The Morris worm was the first computer malware program to be circulated by means of the Internet. This self-replicating, malicious computer program was written by a Cornell University graduate student named Robert Morris and initiated on 2 November 1988. The Morris worm is estimated to have infected at least 6,000 computers and caused the failure of numerous servers. The Computer Emergency Response Team Coordination Center (CERT/CC) was created in December 1988 in response to the Morris worm attack. As a result of this incident, Robert Morris became the first person convicted in the U.S. for a violation of the 1986 Computer Fraud and Abuse Act.
According to Robert Morris, he did not intend to use the program to cause any damage to the network, but rather to determine the actual size of the Internet. As a student of computer science, Morris was curious to know exactly how far and at what speed the worm could proliferate. Morris claimed that overcompensation in the program’s logic caused it to be able to infect the same computer numerous times causing the device to become completely unusable. Despite his claims of causing unintended harm, Morris was found to have launched the worm from a computer at the Massachusetts Institute of Technology to conceal the fact that it had actually originated at Cornell.
The Morris worm was changed from a relatively harmless experiment to a damaging attack on the network by a critical programming error. A computer worm uses a network such as the Internet to locate other computers connected to the network and download an unauthorized copy of the program onto them. Before a worm downloads a copy of itself to a computer, it will typically check to see if one already exists. In order to prevent the download from occurring, a computer can be programmed to falsely claim that a copy of the worm already exists. Morris attempted to circumvent this security measure by directing his worm to download multiple copies to each computer and caused a catastrophic overload to occur.

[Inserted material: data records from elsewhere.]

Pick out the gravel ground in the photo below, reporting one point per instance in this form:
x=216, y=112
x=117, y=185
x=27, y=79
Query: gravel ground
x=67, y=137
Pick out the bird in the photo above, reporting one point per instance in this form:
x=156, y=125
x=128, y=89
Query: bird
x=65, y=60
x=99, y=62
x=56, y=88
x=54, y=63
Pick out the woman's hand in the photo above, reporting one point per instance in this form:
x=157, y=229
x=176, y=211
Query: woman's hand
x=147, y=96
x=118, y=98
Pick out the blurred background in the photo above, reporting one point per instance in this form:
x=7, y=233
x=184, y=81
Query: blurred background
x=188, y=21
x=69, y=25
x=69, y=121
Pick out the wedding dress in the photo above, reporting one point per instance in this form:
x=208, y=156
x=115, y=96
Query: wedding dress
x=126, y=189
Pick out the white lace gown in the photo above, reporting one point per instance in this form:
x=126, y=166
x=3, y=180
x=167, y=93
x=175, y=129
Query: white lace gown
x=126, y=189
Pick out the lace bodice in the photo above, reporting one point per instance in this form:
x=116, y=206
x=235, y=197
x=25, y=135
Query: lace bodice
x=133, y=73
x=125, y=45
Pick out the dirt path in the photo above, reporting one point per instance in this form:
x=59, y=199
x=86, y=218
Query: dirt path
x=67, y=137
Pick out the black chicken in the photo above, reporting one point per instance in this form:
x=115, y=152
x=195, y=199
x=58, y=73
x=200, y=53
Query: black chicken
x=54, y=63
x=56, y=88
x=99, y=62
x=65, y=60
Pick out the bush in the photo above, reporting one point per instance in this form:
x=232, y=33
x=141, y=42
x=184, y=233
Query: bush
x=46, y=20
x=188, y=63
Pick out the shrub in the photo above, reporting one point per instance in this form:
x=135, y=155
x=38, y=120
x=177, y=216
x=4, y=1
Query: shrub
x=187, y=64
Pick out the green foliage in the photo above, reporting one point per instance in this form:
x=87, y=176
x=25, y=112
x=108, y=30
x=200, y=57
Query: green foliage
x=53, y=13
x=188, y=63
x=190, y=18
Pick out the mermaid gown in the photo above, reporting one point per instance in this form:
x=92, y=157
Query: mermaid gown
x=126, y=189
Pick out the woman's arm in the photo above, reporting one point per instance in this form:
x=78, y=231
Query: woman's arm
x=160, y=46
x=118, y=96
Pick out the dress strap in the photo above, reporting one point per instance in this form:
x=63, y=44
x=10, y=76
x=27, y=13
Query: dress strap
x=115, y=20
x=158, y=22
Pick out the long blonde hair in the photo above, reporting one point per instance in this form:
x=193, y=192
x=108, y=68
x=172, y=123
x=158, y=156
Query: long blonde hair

It is believed that the Morris worm infected at least 10% of all the computers connected to the Internet at the time of the incident. The overall effect upon computer and Internet security prompted the U.S. Department of Defense to establish a centralized method of responding to network emergencies known as CERT/CC. The U.S. Government Accountability Office estimated the damages from the Morris worm to be as much as $100,000,000 U.S. Dollars (USD). Robert Morris was convicted on federal charges and received three years probation and a $10,000 (USD) fine. He later became an associate professor of computer science at the Massachusetts Institute of Technology.